Dans notre Edito du  12 avril 2012, nous tirions déjà, sur la sonnette d’alarme. Avec notre plume, nous avions écrit, dénoncé et condamné le versement d’une prime quelconque  aux auteurs de putsch.

Idrissa Maiga Edito : Sauvons le trésor public

Mais hélas ! C’est arrivé. En effet, le Président par intérim du Mali vient par un décret pris en Conseil des Ministres d’octroyer des salaires et des primes mirobolants aux auteurs du putsch du petit matin du 22 mars 2012. Cela au nez et à la barbe du peuple malien. EH MON DIEU ! Où sont –ils ces Maliens, descendants de braves et dignes héros prêts à braver l’injustice au prix de leurs vies ?

Ces primes, au-delà de leur caractère injuste et révoltant, ouvrent sans nul doute, une brèche aux mésaventures de toutes sortes. De nos jours au Mali, c’est devenu ou presque une tradition. Il suffit de se faire entendre par  les armes pour rentrer dans l’histoire. Après tout, on pille et dilapide  le Trésor public pour freiner des égos.
Monsieur Diouncounda TRAORE et son Gouvernement en  octroyant les primes de la honte ont-ils pensé un seul instant à ces millions d’enfants  maliens qui semblables à ceux de Mélancholia que Victor décrit pitoyablement ? Ces enfants dormant au quotidien la mort dans l’âme et dont les parents sont démunis pour les envoyer à l’école.
A ces millions de maliens qui n’ont pas accès à l’eau potable, aux soins primaires de santé ?
Wallay, soumma Wallay, je jure au nom d’Allah tous les gens qui ont cautionné cette mascarade alors qu’ils ont les moyens constitutionnels de s’y opposer  devraient être logés à la même enseigne et frappés tous du même bâton.
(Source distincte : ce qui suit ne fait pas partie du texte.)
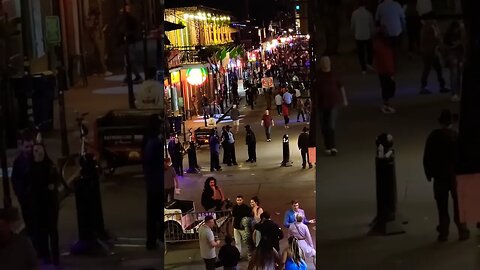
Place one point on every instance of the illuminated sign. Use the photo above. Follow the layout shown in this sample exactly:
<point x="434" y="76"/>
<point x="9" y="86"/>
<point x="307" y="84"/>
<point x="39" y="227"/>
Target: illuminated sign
<point x="196" y="76"/>
<point x="175" y="77"/>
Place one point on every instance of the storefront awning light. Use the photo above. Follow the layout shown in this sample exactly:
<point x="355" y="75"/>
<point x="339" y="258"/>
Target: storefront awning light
<point x="196" y="76"/>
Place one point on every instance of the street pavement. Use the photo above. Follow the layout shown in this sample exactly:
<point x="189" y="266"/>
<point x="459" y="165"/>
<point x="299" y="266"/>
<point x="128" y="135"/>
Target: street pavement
<point x="345" y="184"/>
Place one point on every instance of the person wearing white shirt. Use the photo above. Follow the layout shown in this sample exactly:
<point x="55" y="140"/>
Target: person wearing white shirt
<point x="363" y="27"/>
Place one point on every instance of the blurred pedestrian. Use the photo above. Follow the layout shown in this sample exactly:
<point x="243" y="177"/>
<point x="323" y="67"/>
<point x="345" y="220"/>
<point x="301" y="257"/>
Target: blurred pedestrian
<point x="170" y="181"/>
<point x="300" y="231"/>
<point x="439" y="162"/>
<point x="301" y="110"/>
<point x="391" y="17"/>
<point x="128" y="27"/>
<point x="208" y="243"/>
<point x="331" y="95"/>
<point x="293" y="257"/>
<point x="413" y="26"/>
<point x="16" y="250"/>
<point x="455" y="55"/>
<point x="291" y="215"/>
<point x="285" y="113"/>
<point x="251" y="142"/>
<point x="303" y="140"/>
<point x="265" y="257"/>
<point x="230" y="145"/>
<point x="152" y="157"/>
<point x="385" y="64"/>
<point x="268" y="230"/>
<point x="149" y="95"/>
<point x="240" y="211"/>
<point x="431" y="41"/>
<point x="212" y="195"/>
<point x="176" y="151"/>
<point x="214" y="143"/>
<point x="45" y="205"/>
<point x="278" y="102"/>
<point x="363" y="27"/>
<point x="228" y="255"/>
<point x="235" y="116"/>
<point x="21" y="180"/>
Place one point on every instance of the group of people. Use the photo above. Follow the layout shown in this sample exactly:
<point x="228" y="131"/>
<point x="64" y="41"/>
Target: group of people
<point x="35" y="183"/>
<point x="257" y="237"/>
<point x="379" y="39"/>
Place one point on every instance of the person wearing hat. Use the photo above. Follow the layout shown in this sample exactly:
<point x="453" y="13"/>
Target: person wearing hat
<point x="251" y="144"/>
<point x="16" y="250"/>
<point x="303" y="139"/>
<point x="439" y="159"/>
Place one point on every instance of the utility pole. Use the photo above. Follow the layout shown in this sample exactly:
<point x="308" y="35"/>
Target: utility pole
<point x="469" y="125"/>
<point x="128" y="64"/>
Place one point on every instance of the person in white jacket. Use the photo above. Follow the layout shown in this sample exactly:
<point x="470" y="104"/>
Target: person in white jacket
<point x="149" y="94"/>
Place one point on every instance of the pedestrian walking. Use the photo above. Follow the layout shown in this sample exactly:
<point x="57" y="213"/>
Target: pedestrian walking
<point x="170" y="181"/>
<point x="266" y="229"/>
<point x="391" y="17"/>
<point x="214" y="143"/>
<point x="16" y="250"/>
<point x="265" y="257"/>
<point x="235" y="116"/>
<point x="413" y="26"/>
<point x="176" y="151"/>
<point x="303" y="140"/>
<point x="293" y="257"/>
<point x="212" y="195"/>
<point x="267" y="123"/>
<point x="431" y="42"/>
<point x="287" y="99"/>
<point x="439" y="162"/>
<point x="152" y="157"/>
<point x="301" y="110"/>
<point x="230" y="145"/>
<point x="278" y="102"/>
<point x="385" y="63"/>
<point x="256" y="209"/>
<point x="228" y="255"/>
<point x="240" y="211"/>
<point x="208" y="243"/>
<point x="363" y="27"/>
<point x="21" y="180"/>
<point x="45" y="205"/>
<point x="300" y="231"/>
<point x="331" y="94"/>
<point x="291" y="215"/>
<point x="285" y="113"/>
<point x="455" y="55"/>
<point x="251" y="142"/>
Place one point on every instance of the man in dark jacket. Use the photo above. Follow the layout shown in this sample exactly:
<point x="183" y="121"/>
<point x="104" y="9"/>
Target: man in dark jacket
<point x="251" y="144"/>
<point x="439" y="161"/>
<point x="303" y="146"/>
<point x="240" y="211"/>
<point x="153" y="173"/>
<point x="129" y="31"/>
<point x="214" y="143"/>
<point x="269" y="230"/>
<point x="21" y="180"/>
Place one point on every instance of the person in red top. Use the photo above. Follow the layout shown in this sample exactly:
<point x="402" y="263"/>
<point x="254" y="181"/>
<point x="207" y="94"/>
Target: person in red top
<point x="385" y="64"/>
<point x="267" y="123"/>
<point x="331" y="95"/>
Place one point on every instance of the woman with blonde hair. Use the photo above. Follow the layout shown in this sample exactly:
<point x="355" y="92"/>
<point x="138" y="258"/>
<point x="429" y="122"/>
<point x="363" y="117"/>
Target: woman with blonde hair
<point x="293" y="257"/>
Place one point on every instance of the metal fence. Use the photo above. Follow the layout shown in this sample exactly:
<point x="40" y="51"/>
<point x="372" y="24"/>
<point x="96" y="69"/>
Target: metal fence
<point x="183" y="227"/>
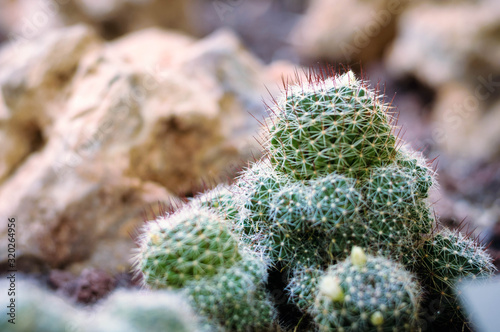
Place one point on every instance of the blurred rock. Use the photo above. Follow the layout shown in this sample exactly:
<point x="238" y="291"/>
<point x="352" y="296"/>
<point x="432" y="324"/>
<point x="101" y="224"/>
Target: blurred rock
<point x="114" y="18"/>
<point x="35" y="76"/>
<point x="439" y="43"/>
<point x="91" y="286"/>
<point x="28" y="19"/>
<point x="466" y="122"/>
<point x="347" y="31"/>
<point x="119" y="127"/>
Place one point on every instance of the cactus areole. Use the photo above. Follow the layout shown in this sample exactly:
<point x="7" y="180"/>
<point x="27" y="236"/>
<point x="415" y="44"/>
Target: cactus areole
<point x="338" y="205"/>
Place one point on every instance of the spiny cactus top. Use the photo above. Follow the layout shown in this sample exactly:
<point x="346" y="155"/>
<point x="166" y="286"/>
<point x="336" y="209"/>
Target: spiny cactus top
<point x="338" y="206"/>
<point x="332" y="125"/>
<point x="190" y="244"/>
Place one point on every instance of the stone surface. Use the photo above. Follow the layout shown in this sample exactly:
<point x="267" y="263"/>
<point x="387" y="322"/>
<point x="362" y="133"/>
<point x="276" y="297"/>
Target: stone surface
<point x="118" y="127"/>
<point x="466" y="124"/>
<point x="347" y="31"/>
<point x="439" y="43"/>
<point x="28" y="19"/>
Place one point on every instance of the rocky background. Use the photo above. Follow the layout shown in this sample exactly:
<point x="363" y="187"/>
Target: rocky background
<point x="111" y="111"/>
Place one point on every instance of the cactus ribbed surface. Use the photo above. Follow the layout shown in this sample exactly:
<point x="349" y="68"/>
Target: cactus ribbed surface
<point x="337" y="207"/>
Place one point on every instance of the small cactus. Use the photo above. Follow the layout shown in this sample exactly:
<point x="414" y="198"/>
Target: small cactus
<point x="446" y="258"/>
<point x="366" y="293"/>
<point x="332" y="125"/>
<point x="188" y="245"/>
<point x="235" y="297"/>
<point x="338" y="206"/>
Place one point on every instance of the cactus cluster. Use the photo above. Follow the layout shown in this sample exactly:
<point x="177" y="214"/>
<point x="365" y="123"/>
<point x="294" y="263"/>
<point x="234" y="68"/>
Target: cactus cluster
<point x="338" y="205"/>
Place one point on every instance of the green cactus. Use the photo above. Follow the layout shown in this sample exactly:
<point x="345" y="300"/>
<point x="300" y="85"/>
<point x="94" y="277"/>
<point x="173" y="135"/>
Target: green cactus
<point x="334" y="179"/>
<point x="303" y="287"/>
<point x="222" y="200"/>
<point x="446" y="258"/>
<point x="335" y="125"/>
<point x="236" y="297"/>
<point x="188" y="245"/>
<point x="145" y="311"/>
<point x="366" y="293"/>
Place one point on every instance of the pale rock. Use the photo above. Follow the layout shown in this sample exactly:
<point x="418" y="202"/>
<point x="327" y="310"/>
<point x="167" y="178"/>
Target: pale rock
<point x="347" y="30"/>
<point x="440" y="43"/>
<point x="465" y="126"/>
<point x="120" y="133"/>
<point x="34" y="77"/>
<point x="113" y="18"/>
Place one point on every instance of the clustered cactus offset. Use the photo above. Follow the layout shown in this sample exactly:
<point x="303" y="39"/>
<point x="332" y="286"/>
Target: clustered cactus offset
<point x="337" y="206"/>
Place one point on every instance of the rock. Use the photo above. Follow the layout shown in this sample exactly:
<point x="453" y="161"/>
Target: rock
<point x="347" y="31"/>
<point x="122" y="131"/>
<point x="466" y="124"/>
<point x="439" y="43"/>
<point x="115" y="18"/>
<point x="35" y="76"/>
<point x="91" y="286"/>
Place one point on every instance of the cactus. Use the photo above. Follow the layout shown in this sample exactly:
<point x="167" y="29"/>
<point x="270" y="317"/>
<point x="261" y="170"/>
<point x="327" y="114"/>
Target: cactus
<point x="188" y="245"/>
<point x="446" y="258"/>
<point x="221" y="199"/>
<point x="365" y="293"/>
<point x="333" y="125"/>
<point x="236" y="296"/>
<point x="303" y="287"/>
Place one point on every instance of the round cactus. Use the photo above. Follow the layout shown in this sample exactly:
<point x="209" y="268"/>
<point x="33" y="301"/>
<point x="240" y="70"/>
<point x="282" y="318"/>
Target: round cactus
<point x="333" y="201"/>
<point x="335" y="125"/>
<point x="303" y="287"/>
<point x="256" y="187"/>
<point x="445" y="259"/>
<point x="186" y="245"/>
<point x="365" y="293"/>
<point x="222" y="200"/>
<point x="236" y="297"/>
Il s’agit en premier lieu des  partis politiques qui aspirent à gouverner le pays. Ensuite des syndicats des travailleurs qui sont censés défendre les droits de ceux –ci.
Enfin de la Société Civile passive, inactive et  fantôme à la solde du prince du jour, qui tympanise les Maliens en  longueur de journée en détournant  en partie des fonds reçus au nom des  populations.
Comment accepter  que des Professeurs d’Université soient  en grève depuis des années pour des miettes qu’on n’arrive pas à satisfaire et au même moment on octroie des avantages faramineux à des gens qui n’ont pas le niveau de leurs Etudiants et dont le seul mérite est de prendre les armes contre les Institutions démocratiques de leur pays. Disons-le clairement. N’ayons pas peur des mots.
Les chefs des partis politiques au lieu de  s’agiter pour les élections à venir doivent commencer par dénoncer cette situation douloureuse pour le Trésor public .Il faut donc le sauver à tout prix.
L’attitude des Maliens rappelle malheureusement ces mots du jeune et bouillant écrivain  sénégalais de la négritude. J’ai nommé  David DIOP : « Afrique dis-moi Afrique. Est-ce donc toi ce dos qui se courbe. Et se couche sous le poids de l’humilité. Ce dos tremblant à zébrures rouges. Qui dit oui au fouet sur les routes de midi  »
Maliens, Indignez-vous  pour le moins .Soyons des patriotes. Notre seul bien est notre pays.